Mai 312013
 

« Tous mangèrent à leur faim » St Luc 9

Chers Frères et Sœurs,

Ce dimanche de la fête du Saint Sacrement du Corps et du Sang du Christ, cette « Fête-Dieu » est marquée à la paroisse Sainte Odile par la première communion des enfants du catéchisme aux messes de 9h30 dans la forme extraordinaire et de 11h15 dans la forme ordinaire du rite romain.

Que nous puissions avoir l’eucharistie le dimanche et qu’en ce jour des enfants reçoivent pour la première fois Jésus dans leur cœur est un privilège immense que nous ne mesurons pas vraiment ! Un véritable honneur !

Il n’est que penser aux innombrables chrétiens dans le monde qui n’ont pas la faculté de participer à la messe ou doivent pour cela traverser de grandes difficultés (persécutions, clandestinité, éloignement, manque de prêtres…) ou bien n’ont pas la joie de voir l’avenir de leur communauté chrétienne à travers des enfants et celle de savoir que Jésus est aimé. En sommes-nous vraiment conscients si nous n’en sommes jamais dignes ?

Faisons-nous vraiment de la messe -pour nous mais aussi pour ceux que nous rencontrons et qui n’y participent pas ou plus- la source et le sommet de notre vie chrétienne comme l’a rappelé le Concile VATICAN II dans sa constitution sur la liturgie ?

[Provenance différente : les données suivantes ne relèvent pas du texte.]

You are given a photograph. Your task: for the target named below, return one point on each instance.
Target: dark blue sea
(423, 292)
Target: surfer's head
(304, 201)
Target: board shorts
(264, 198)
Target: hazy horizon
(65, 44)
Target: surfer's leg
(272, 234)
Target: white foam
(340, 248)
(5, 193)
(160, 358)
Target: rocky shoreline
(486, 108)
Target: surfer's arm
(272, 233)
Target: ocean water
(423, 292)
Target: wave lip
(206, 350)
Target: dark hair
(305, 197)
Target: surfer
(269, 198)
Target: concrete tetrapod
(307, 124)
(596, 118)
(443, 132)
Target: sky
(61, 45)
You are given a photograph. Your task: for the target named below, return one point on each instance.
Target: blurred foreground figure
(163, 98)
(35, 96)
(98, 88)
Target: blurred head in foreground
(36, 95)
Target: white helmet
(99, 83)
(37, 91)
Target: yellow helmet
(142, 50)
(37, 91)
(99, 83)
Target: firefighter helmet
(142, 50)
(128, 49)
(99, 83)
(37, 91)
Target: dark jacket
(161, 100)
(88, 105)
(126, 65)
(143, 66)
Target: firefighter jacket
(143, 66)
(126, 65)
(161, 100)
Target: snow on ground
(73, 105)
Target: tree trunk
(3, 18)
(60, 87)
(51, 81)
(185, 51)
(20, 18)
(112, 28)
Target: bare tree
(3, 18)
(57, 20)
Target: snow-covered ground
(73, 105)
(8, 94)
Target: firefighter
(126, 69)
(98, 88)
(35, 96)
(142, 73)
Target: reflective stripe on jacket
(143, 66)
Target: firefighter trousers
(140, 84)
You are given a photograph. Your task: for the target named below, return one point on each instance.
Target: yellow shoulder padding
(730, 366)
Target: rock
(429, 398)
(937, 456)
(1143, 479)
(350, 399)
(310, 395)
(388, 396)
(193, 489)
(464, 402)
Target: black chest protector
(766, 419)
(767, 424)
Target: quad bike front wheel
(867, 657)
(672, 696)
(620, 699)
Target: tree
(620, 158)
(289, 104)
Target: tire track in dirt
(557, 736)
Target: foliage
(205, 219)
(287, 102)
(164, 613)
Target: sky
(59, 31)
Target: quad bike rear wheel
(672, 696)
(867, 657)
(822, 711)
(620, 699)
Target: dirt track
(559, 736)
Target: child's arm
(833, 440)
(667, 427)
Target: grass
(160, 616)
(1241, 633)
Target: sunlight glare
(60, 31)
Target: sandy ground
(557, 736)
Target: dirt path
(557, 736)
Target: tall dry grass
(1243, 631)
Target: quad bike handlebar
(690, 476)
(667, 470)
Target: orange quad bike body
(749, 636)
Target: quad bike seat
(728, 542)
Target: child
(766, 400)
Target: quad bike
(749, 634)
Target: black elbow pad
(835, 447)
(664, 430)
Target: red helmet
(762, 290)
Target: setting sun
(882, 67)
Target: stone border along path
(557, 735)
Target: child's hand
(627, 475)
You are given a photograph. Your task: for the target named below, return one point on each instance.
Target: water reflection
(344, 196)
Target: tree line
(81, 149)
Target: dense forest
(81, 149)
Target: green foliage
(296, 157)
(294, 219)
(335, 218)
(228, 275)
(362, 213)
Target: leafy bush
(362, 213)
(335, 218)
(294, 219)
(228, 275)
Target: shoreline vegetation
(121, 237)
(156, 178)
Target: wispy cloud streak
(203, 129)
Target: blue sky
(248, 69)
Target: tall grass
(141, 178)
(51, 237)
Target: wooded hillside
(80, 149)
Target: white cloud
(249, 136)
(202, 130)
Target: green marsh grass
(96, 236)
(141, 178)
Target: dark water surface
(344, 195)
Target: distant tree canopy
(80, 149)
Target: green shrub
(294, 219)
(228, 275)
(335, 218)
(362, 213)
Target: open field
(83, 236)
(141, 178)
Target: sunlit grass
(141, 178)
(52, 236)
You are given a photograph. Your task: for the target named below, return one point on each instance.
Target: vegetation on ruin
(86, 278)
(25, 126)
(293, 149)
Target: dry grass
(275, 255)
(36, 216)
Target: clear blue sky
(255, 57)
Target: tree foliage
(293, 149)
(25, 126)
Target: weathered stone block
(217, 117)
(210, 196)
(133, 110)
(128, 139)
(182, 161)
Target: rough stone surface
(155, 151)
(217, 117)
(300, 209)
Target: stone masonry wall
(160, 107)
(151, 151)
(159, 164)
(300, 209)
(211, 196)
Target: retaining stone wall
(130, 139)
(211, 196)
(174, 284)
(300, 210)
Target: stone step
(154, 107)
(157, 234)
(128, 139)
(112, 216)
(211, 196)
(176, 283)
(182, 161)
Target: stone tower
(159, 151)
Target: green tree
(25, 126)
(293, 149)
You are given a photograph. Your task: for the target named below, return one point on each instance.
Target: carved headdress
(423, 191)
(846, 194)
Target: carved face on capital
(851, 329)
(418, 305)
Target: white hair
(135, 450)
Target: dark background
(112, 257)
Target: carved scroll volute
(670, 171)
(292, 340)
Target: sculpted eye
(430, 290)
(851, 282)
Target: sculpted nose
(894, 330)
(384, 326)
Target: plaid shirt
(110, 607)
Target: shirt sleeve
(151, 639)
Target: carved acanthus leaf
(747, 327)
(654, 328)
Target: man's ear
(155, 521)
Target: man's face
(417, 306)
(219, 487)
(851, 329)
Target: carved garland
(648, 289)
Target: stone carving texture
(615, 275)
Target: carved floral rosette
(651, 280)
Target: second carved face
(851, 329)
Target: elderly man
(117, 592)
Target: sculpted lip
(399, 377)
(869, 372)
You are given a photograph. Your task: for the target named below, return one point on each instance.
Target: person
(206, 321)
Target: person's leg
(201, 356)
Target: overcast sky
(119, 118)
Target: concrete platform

Est-ce que « tous mangent à leur faim » à ce repas sacré, annoncé par les multiplications des pains où Jésus levant les yeux au ciel les a bénis, rompu et donné à ses disciples pour qu’ils les distribuent à tout le monde, rappelle l’Evangile de ce jour. Est-ce que d’autres peuvent s’y rassasier en voyant notre témoignage et y être incités par notre attitude pour que leurs âmes puissent s’y fortifier et s’y purifier.

Est-ce que Dieu est vraiment « premier servi » dans nos retards, nos façon de communier, de participer au saint sacrifice de la messe et d’agir dans la semaine, au moment où nous avons la joie de voir ses enfants recevoir Dieu dans leur âme ?

Si je me permets ces réflexions c’est en sachant que la rénovation de la sonorisation, puis de l’éclairage et bientôt de l’orgue de l’église ne remplacera jamais le renouveau de notre amour du Seigneur dans l’eucharistie. Et ce renouveau de cœurs qui aiment vraiment Jésus dans l’eucharistie et les démunis, les générations qui viennent sont en droit de le trouver et de s’y appuyer dans notre paroisse. Là est la clef de la nouvelle évangélisation qui incombe à chacun.

Très sincèrement à vous, priant Notre Dame à vos intentions.